Friday, November 21, 2003

I'm so bored

I think this always happens to me right before a holiday. I'm sitting at my desk and thinking about how much stuff I need to get done at home (everyone comes to my house for Thanksgiving) and can't think of anything fun to do here. Don't get me wrong - there's lots of stuff I COULD be doing. I just don't want to.

Did I tell you about this? It's called a Weavette (actually, that's a historical picture of a Weavette - mine has wood where the plastic pieces are in the photo). Nancy brought hers to SOAR and dared me to try it out. It was so much fun that I had to have one too. In a small box you get one 2x2 and one 4x4 size looms, 2 long needles, and a little instruction booklet. It's from a place called Buxton Brooks Designs. Go, now, and buy one. They also have pattern books you can buy - I didn't get one of those. I did buy a canvas bag to put all the stuff in (you can't have too many canvas bags).

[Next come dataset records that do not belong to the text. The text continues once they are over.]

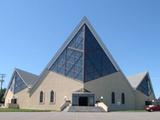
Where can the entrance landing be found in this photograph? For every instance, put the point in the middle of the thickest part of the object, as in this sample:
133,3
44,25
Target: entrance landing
85,109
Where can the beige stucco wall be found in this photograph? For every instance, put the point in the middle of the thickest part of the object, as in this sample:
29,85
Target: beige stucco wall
113,83
61,85
23,98
8,97
141,98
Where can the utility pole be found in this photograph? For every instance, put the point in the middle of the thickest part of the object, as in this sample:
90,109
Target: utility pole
2,76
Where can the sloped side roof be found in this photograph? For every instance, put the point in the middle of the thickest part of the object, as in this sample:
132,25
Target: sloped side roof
136,79
29,78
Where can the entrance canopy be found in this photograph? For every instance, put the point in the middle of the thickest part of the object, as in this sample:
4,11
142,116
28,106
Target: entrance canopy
83,97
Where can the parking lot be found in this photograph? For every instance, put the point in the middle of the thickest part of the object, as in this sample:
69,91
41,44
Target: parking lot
79,116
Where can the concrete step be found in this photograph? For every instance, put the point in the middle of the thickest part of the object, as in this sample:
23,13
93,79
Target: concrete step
85,109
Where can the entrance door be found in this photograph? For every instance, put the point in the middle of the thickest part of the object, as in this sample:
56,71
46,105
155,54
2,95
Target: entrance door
83,101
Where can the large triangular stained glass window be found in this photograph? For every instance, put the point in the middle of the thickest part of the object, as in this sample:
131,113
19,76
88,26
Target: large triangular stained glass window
83,59
70,62
97,63
145,86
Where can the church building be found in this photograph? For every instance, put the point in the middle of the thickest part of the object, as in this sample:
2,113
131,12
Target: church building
82,73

What am I going to do with all those little 2x2 squares I'm weaving? I'm glad you asked. I took a natural dying/spinning class when I was pregnant with Sassy (it only seems like 100 years ago). Every week for 12 weeks, we showed up at the class with 4 skeins of white wool and went home with 4 skeins of dyed wool. The instructor used 4 different kinds of mordant to show how different each color could be. For example, last night I wove 4 squares of Queen Anne's lace dyed yarn. They were all slightly different because Beth had mordanted the skeins with alum, tin, iron, or copper sulfate (actually, I think the mordant was in the dyebath).

So, we'd show up with our skeins, stuff them into the dye pots and spend the next 2 hours trying out different kinds of spinning wheels. Beth and her husband had been collecting for YEARS. When we tried spinning on Great Wheels - each of us got one (probably 20 people in the class)! Once I had the opportunity to go down to Dave's workshop - it was like a spinning wheel parts yard. They'd go to estate/garage/rummage sales and pick up old wheels. Sometimes, he could fix up the wheel and sometimes he just used it for parts- very cool.

Anyway, I've had these skeins kicking around my house and studio for the last 9 years. Rudy (my workshop instructor at SOAR) mentioned that he had taken a similar class some years ago and he couldn't figure out what to do with all the skeins either. Then he bought a Weavette and made a wall hanging with them. The light went on in my head, so now I'm busily weaving little squares.

One interesting side note, I only heard about this natural dying workshop because a loud, crazy-haired woman in a weaving class talked about it and said it might be fun to have a go at natural dying. Extra points for anyone who can tell me who the crazy-haired woman was. I love it when life goes full-circle.